A megachurch in Georgia has agreed to pay $13.1 million to leave the United Methodist Church with its property, ending litigation between it and the mainline Protestant denomination.

The Marietta-based Mt. Bethel Church, which boasts around 10,000 members, recently announced that it had settled with the UMC North Georgia Conference.

According to the settlement agreement, approved in Cobb County Superior Court on June 3, Mt. Bethel will pay $13.1 to keep its property and assets, while being officially allowed to leave the UMC.

“We are thankful that we have reached a settlement with the Trustees of the North Georgia Conference that puts an end to litigation and enables us to move forward in faith as an independent church,” stated Mt. Bethel.

“We praise God for His provision and offer gratitude for all the parties involved in reaching this peaceful resolution. We extend abundant thanks to our members, faith community, and partners who have been praying for a God-honoring outcome.”

For its part, the conference released a statement on Monday saying it was “appreciative of the Cobb County Superior Court” for giving “final approval of the mediated settlement agreement.”

“We anticipate full resolution in the next 120 days,” the conference added. “As stated in the agreement, we are all part of one universal church and look forward to moving ahead in service to Jesus Christ.”

In April 2021, Mt. Bethel's 50-member administrative council unanimously voted to begin a discernment process for leaving the UMC, citing the reassignment of their lead pastor and the general direction of the denomination as reasons.

Last July, the conference announced that it had seized control of Mt. Bethel's assets, citing "exigent circumstances" to justify its actions and saying it was done "out of love for the church and its mission."

For its part, Mt. Bethel denounced the seizure and took issue with North Georgia Bishop Sue Haupert-Johnson and the conference claiming "exigent circumstances."

The church pointed to contrary examples, such as having a growing congregation, financial stability and adhering to UMC Book of Discipline rules regarding the appointment of clergy.

"Mt. Bethel has not violated the Discipline by hiring its' preaching pastor,' nor has it allowed uncredentialed use of the Pulpit," stated Mt. Bethel at the time.

Mt. Bethel filed an injunction request in county court last October to try and stop the conference from interfering with a congregation-wide vote over seeking dismissal from the UMC.

Mt.
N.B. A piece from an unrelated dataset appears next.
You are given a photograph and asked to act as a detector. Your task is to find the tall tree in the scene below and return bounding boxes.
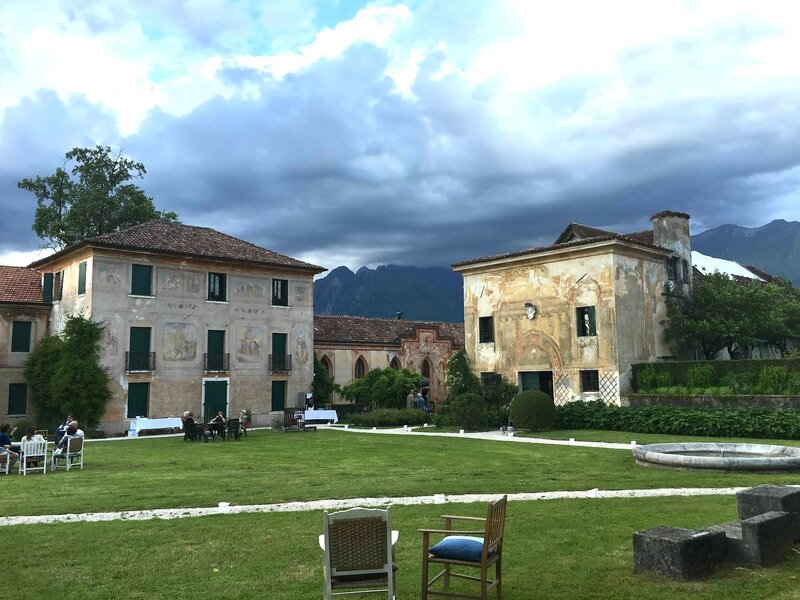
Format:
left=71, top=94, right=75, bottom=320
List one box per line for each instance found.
left=17, top=146, right=178, bottom=250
Bethel is not the only congregation leaving the North Georgia Conference, as the overall UMC is experiencing schism over their years-long debate on homosexuality and gay marriage.

Earlier this month, the conference announced that 70 congregations representing 9% of the regional body’s churches would be officially leaving the UMC by the end of the month.

Many, if not all, of these departing congregations plan to join the newly created Global Methodist Church, which was launched as a conservative alternative to the UMC.